Complaints about the health risks from aerial spraying aren't limited to west Tennessee's agricultural region.
In 1999 SOCM began receiving complaints from residents in the Sequatchie Valley near Chattanooga and other parts of the Cumberland Plateau, who were experiencing ill effects from the spraying of herbicides and fertilizer on commercial pine forests.
SOCM established an aerial spraying hotline to determine the extent of the problem and received calls from nearly 150 people across the state over the next two years.
Subsequent research into state law and regulations revealed that Tennessee falls short of providing the level of protection given to citizens of many other states.
Nearby Alabama and eastern neighbor North Carolina both have restrictions on spraying and established buffer zones, while many states require prior notification before spraying. Tennessee has no such regulations.
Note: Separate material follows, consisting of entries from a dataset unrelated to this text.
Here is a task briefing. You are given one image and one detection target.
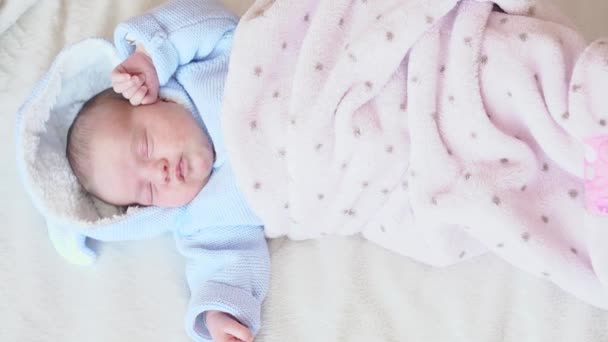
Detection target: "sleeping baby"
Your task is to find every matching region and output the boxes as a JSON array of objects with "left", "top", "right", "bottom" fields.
[
  {"left": 17, "top": 0, "right": 608, "bottom": 341},
  {"left": 56, "top": 1, "right": 269, "bottom": 341}
]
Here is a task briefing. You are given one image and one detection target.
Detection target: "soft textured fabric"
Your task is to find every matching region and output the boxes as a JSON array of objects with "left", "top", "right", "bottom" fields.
[
  {"left": 223, "top": 0, "right": 608, "bottom": 308},
  {"left": 17, "top": 1, "right": 269, "bottom": 341}
]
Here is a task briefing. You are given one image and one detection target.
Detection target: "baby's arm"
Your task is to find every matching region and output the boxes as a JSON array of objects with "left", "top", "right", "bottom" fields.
[
  {"left": 114, "top": 0, "right": 238, "bottom": 86},
  {"left": 175, "top": 226, "right": 270, "bottom": 342}
]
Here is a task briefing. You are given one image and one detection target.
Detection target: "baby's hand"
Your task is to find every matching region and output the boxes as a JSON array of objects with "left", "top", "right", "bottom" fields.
[
  {"left": 112, "top": 45, "right": 159, "bottom": 106},
  {"left": 205, "top": 311, "right": 253, "bottom": 342}
]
SOCM members will be pushing for legislative approval of the Tennessee Aerial Spraying Protection Act (TASPA). The act would establish licensing requirements to protect against terrorism, permits issued by local Dept. of Agriculture offices, prior notification to residents, posting of fields to be sprayed and the establishment of buffer zones around schools, hospitals and other "protected" locations.
SOCM is an organization of nearly 1,800 families from across the state, most living in rural communities and small towns.
The organization first rose to prominence in the 1970s by battling Tennessee's coal industry over fair taxation and the regulation of strip mining.
More recently, SOCM won a major victory in persuading the federal Office of Surface Mining to permanently declare off-limits to mining the 61,000-acre watershed of Tennessee's largest and most popular state park, Fall Creek Falls.
Coal severance taxes enacted through the group's efforts have brought over $37 million for education and road upkeep into Tennessee's revenue-strapped coal counties. Active SOCM chapters in over a dozen counties work on local problems ranging from storm drain runoff to better schools.
Recently the organization has expanded from its Appalachian roots to begin organizing among African-American communities in middle Tennessee, while suspected health problems attached to aerial spraying affect African American and white communities alike.
"SOCM is really about people organizing to make democracy work for them.
We have learned that we can find our voice through working together and teaching ourselves the skills necessary to have a say in the future of our communities", said SOCM president Barbara Levi, a Hamilton County school teacher.
As part of its 30th anniversary celebration this year, SOCM is launching major campaigns in all three grand divisions of the state. In addition to the aerial spraying campaign, SOCM members on September 27 in Murfreesboro will kick off a renewed effort to gain passage of laws to regulate excessive timber harvesting, which has become a major problem on the Cumberland Plateau of east Tennessee and the Highland Rim of middle Tennessee.
Pulpwood production has ties to the health risks of aerial spraying as well, with numerous east and middle Tennessee residents who live near pine plantations complaining of respiratory and other problems that they suspect are connected to the spraying of herbicides and fertilizers on nearby tree farms.
In October in east Tennessee, SOCM will announce its participation and leadership in a national campaign to convince Congress to extend the fee paid by coal companies to reclaim old mine sites disturbed before federal laws were in effect.
SOCM also hopes to persuade Congress to increase the share of reclamation funds given to Tennessee and other states that lack their own regulatory programs.